Urban Exploring: Hacking the Physical World
John and Laura Leita
Urban exploring is the art of going places off limits to most and unseen by many. Explorers are brave souls who often dredge through great dangers for their art. Often they research and document historic abandoned places to accompany pictures and video taken on the locations of sites with enormous history. Otherwise they are simply in search of a beautiful view. John and Laura will talk about the different locations of interest to urban explorers, such as abandoned asylums, steam tunnels, rooftops, abandoned rail spurs, former used industrial sites, and deserted gold coast estates. From there they will go into how this art is best performed and various associated issues. Topics will include how to find urban exploration sites, how to go about exploring and documenting them, UE photography and video, computer assisted exploring, and research techniques to learn about a site. A Video CD presentation will be shown to illustrate urban exploring and show some cool places.
When Corporations Attack
Acidus, Virgil Griffith, Dan Morgan, Wendy Seltzer
We all know the wrath that major corporations are capable of unleashing when the actions of hackers and other individuals anger them. This panel will focus on two of these cases. Dan was the publisher of Satellite Watch News, a publication that focused on the technical workings of the satellite industry. DirecTV (owned by General Motors) managed to completely shut down the newsletter and take nearly all of his possessions. Acidus and Virgil did research into the Blackboard college ID card system (used at universities everywhere) and they uncovered all kinds of interesting facts. This was to be presented at the Interz0ne conference in Atlanta in 2003. Blackboard filed an injunction that not only kept that from happening but has prevented the two from discussing specifics about Blackboard to this day. In addition to these three panelists, a representative of the EFF will be on hand to talk about the legal aspects of these frightening cases.
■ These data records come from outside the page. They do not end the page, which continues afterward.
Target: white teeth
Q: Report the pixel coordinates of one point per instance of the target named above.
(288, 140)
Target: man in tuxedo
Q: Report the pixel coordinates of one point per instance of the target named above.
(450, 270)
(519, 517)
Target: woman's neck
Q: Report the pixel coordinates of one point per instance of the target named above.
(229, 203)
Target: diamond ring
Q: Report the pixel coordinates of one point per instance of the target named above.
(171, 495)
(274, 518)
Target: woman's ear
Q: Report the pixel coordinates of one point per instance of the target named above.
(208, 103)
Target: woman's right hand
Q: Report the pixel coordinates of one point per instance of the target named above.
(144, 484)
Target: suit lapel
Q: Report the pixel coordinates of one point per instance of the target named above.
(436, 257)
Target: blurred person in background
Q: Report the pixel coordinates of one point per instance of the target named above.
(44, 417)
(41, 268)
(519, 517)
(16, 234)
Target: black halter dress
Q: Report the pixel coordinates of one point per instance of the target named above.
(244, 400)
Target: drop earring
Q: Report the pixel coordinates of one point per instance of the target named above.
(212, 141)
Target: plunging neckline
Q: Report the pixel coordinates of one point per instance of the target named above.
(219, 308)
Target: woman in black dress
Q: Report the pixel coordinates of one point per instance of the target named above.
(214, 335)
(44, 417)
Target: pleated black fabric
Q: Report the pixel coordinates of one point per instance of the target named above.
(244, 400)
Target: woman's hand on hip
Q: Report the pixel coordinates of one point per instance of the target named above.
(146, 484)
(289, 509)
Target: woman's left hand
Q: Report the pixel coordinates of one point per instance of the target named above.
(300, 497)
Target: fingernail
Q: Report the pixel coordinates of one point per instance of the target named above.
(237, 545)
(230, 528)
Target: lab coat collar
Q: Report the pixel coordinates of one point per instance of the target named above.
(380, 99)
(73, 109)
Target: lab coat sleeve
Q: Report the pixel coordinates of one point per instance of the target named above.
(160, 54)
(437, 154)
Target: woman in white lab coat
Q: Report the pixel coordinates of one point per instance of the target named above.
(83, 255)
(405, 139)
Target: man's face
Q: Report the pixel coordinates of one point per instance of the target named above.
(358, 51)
Where'd All That Spam Come From?
A study of the mechanisms spammers use to flood your mailbox along with what some of the work and research of SpamCrunchers have uncovered. Topics of this talk will include spam bots, spam trojans, some of the sneaky methods spammers use, how they get around filters, why none of this stuff really works anyway, and what you can do to significantly cut down on spam.
Wireless and WiFi: The Good, the Bad, and the Ugly
Dragorn, IrishMASMS, Mike Lynn, Porkchop
A panel to discuss wireless networking: the basics of 802.11 and current products, along with stories of wardriving and a look at network security. Find out why you should care about your network's security even if you don't think anyone else would take an interest in your traffic. Questions and comments from the audience will be solicited.